Potrebbe non essere solo una mia impressione, questa rivalutazione del rapporto umano in un’epoca di ottimizzazione esasperata: secondo i dati presentati al Forum, se il 40% delle decisioni di acquisto in negozio è influenzato dai touchpoint digitali, ben uno su quattro acquisti online è determinata dalla precedente esperienza in store o fisica, un momento del processo di acquisto in cui la relazione umana con il personale è ancora oggi critico, nel bene e nel male. L’esperienza reale, personale, fisica, “personalizzata da un rapporto personale” continua a giocare un ruolo decisivo anche nel customer journey più digitalizzato. Quindi, se dovessimo parlare per precetti: non basta personalizzare l’offerta ma serve costruire una relazione, non basta profilare un cliente ma serve creare ricordi nella sua mente.

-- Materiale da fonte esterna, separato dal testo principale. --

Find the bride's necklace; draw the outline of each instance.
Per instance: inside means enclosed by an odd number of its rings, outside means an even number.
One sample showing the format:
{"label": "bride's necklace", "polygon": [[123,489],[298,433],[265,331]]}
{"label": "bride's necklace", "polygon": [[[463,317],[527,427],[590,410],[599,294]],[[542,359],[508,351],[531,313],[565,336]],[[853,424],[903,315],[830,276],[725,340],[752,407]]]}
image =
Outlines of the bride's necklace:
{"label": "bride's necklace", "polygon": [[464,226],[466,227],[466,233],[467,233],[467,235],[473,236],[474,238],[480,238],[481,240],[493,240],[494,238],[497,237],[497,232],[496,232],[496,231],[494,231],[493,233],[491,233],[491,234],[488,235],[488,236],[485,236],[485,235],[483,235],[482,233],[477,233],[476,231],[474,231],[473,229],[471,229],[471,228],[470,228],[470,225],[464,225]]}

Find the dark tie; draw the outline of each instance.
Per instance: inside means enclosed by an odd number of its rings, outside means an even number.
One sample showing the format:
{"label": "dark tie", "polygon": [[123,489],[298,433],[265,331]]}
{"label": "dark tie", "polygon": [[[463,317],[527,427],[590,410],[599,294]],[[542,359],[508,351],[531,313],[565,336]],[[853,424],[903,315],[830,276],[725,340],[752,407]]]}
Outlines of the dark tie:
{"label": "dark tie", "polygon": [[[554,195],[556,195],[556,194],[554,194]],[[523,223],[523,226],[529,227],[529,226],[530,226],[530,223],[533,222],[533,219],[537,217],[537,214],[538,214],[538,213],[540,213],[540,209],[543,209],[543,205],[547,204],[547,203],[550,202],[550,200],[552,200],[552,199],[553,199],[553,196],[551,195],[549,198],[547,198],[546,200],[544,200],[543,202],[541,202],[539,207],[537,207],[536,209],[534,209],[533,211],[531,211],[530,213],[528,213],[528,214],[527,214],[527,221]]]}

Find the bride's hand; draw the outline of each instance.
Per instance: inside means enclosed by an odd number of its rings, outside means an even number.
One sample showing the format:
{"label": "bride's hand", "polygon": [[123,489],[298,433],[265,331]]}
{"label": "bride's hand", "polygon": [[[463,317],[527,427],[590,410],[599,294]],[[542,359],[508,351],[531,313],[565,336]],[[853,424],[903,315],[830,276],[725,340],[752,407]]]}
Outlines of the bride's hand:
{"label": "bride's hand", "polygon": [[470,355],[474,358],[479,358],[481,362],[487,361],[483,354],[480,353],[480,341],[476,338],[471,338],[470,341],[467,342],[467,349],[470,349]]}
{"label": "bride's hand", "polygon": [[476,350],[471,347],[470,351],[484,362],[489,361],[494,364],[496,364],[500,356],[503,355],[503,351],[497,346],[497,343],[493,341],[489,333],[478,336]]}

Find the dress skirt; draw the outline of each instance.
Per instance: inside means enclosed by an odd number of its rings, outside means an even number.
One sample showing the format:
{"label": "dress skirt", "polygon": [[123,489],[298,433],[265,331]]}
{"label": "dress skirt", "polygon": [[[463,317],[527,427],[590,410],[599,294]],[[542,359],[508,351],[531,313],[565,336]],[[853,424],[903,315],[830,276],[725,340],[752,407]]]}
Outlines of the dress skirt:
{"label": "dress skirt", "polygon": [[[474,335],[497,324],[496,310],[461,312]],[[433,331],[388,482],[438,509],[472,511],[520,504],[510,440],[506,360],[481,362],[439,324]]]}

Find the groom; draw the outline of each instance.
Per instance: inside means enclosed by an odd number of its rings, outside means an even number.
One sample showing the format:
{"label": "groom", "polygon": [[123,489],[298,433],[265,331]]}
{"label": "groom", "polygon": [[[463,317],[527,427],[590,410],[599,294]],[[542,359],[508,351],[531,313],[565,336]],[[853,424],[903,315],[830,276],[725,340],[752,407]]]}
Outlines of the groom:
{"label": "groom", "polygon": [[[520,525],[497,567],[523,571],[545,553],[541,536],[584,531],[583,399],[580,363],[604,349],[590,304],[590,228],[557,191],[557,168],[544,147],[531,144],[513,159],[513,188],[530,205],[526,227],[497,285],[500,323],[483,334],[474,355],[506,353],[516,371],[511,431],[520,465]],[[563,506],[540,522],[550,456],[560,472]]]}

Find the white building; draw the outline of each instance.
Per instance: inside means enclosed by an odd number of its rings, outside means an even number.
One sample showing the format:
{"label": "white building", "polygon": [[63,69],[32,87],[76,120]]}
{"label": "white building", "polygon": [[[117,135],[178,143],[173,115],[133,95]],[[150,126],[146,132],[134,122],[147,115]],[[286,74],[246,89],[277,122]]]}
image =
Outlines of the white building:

Ogni innovazione tecnologica, dal telefono al primo sito web, ha portato con sé il rischio (o la percezione) di ridurre la relazione a un flusso freddo e funzionale. In molti casi ci siamo abituati come consumatori ad apprezzare l’efficacia della tecnologia, e a considerare di valore solo le interazioni personali che aggiungono uno strato di rapporto autentico, in cui l’empatia del brand verso il cliente risulti autentica per quanto possibile.
L’intelligenza artificiale può essere una leva straordinaria per costruire esperienze più coinvolgenti e per portare eccellenza funzionale in una scala mai vista. Ma tutto dipenderà da come verrà usata dal marketing: i dilemmi saranno capire fin dove scatenarla e quanto limitarla, a favore di esperienze, ogni tanto, magari meno perfette ma più umane.
Forse nei prossimi vent’anni dell’e-commerce non celebreremo più di tanto la perfezione di una raccomandazione di prodotto svolta da un commesso virtuale powered by AI. Ci sembrerà abbastanza normale. Ci ricorderemo di chi, in mezzo a un mondo di journey perfetti, avrà avuto l’ardire di offrire una crêpe alla Nutella.